All of my artwork has a story to tell. This time I'm giving my devious customers the opportunity to write the story for my newest Haunted Portrait "Emmett". The winner will receive a $50 HauntedPortraits Gift Certificate. Sharpen your pencils and mold the tale of what happened to Emmett. Stories should be 100 words are less. E-mail your story to [email protected]. The winner will be chosen Saturday February 12th and their story will become part of the permanent history of my newest creation Emmett. Good luck to all.

www.hauntedportraits.com


----------



## DaveintheGrave (Feb 12, 2004)

Who ended up winning? Just wondered because I entered.
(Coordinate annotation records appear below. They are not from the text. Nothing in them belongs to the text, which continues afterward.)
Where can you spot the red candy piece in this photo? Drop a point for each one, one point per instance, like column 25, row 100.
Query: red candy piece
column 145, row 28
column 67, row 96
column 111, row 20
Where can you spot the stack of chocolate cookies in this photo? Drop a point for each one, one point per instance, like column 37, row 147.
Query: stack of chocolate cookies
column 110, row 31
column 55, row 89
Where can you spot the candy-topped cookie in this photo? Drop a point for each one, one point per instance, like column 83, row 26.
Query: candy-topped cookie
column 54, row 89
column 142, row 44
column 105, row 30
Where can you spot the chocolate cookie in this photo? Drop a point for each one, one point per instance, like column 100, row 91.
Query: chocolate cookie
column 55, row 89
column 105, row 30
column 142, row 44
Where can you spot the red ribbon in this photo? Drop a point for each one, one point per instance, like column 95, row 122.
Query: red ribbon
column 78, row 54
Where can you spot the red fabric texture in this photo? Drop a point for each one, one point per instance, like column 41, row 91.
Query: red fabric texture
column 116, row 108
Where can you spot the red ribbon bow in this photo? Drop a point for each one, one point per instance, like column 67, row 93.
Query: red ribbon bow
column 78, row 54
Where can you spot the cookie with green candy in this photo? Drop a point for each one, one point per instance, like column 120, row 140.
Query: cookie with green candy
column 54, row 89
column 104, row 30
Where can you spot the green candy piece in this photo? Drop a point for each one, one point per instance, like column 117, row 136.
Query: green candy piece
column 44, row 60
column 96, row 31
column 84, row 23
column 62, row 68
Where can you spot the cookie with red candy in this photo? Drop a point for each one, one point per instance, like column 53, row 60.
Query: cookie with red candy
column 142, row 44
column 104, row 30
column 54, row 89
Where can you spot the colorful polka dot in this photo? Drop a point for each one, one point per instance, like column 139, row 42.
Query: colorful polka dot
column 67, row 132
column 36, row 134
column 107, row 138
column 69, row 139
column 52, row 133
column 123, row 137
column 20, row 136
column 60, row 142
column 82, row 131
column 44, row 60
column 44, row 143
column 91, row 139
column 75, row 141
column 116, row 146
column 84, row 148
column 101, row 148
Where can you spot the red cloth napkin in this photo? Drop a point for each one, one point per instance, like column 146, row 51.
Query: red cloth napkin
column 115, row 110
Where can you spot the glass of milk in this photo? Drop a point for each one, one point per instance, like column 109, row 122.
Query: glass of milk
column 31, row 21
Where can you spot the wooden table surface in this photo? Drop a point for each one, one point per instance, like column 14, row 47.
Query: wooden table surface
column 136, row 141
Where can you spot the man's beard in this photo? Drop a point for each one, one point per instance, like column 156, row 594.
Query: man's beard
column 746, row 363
Guess it wasn't me.....


----------



## Empress Nightshade (Jul 6, 2004)

Dave,

I did.


----------



## CreepyKitty (Jul 19, 2004)

Congratz again Empress!!  *hugs*


----------



## Empress Nightshade (Jul 6, 2004)

Thanks, Creepy!


----------



## frightmaster (Jun 8, 2004)

I think it was fixed. LOL Just kidding there.

WAY TO GO.


----------



## DaveintheGrave (Feb 12, 2004)

Congratulations Empress !!! Dang--and I thought my back story was pretty good. I knew I shouldn't have written it in Spanish. Oh, well--back to the drawing board........if there is a next time.


----------



## Empress Nightshade (Jul 6, 2004)

Thanks a lot, Dave!!


----------